Lazy ways of modeling proportions

Posted on September 21, 2009 3:25 AM by Andrew

Andrew Therriault writes:

I’m creating a model of issue emphasis in political campaigns as a product of public opinion (so candidates choose what to discuss strategically based on which issue will help them most), and the data I’m using combines candidates’ ad spending (coded by issue) with the public’s issue positions in the candidates’ districts. Thus far, I’ve used percentage of ad spending per issue for each candidate as my DV in OLS and tobit models. I know that this specification is not optimal, though, because of the correlation between each candidate’s observations (since they are constrained to sum to 100).

One alternative I’ve been thinking of is to switch the unit of analysis to each ad airing, and use multinomial logit with the DV being a categorical variable reflecting the issue emphasized.
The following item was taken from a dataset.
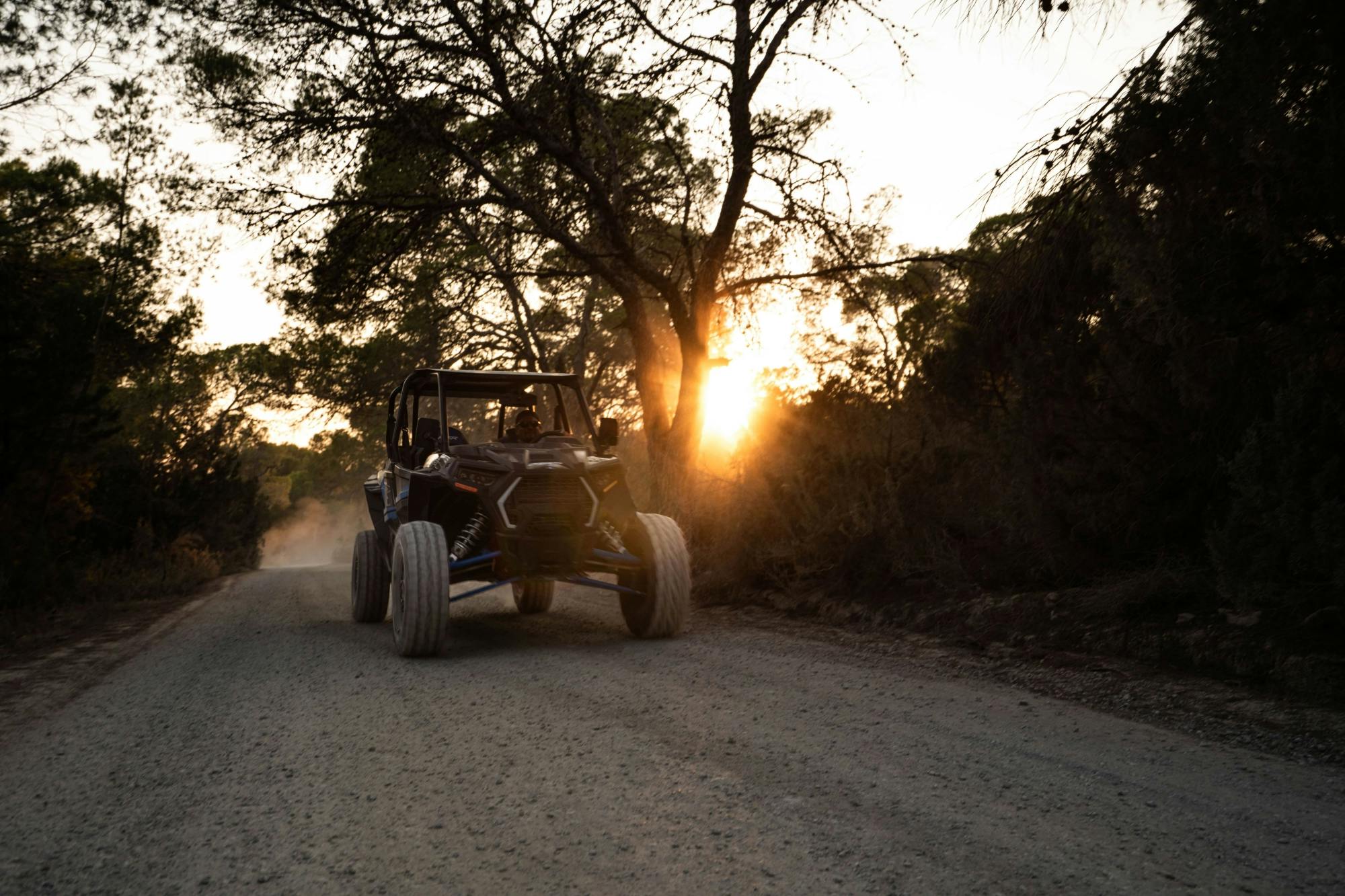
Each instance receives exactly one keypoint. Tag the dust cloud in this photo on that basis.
(318, 533)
I worry, though, that the SEs would be off because I would basically be creating many duplicate observations for every ad that’s aired multiple times. There’s also the issue of each candidate’s ads being correlated with each other (since we’d expect more variance in strategy *between* campaigns than *within* them). Does this call for a multilevel model, or is there something else you might recommend instead?
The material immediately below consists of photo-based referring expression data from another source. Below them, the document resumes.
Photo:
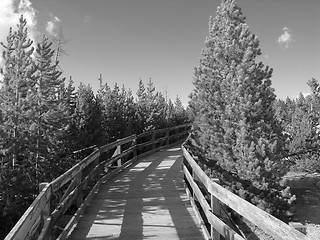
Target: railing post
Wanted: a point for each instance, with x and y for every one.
(153, 140)
(80, 193)
(134, 145)
(117, 153)
(46, 210)
(216, 208)
(168, 136)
Thanks for any advice you can give.

My advice:

First, do a global search-and-replace to change “DV” to “outcome” and to change “OLS” to “linear regression.”

Now, on to the specifics: I’m lazy, so one thing I might try is a logit sort of thing, either considering each issue compared to all the others, or by bifurcating the issue space, so that you can first consider Type A vs Type B, then Type A1 vs Type A2, etc.

P.S. to those applying to Ph.D. programs: If you come to Columbia you can get this kind of cranky advice whenever you you want. And you don’t even have to wait for it to show up on the blog!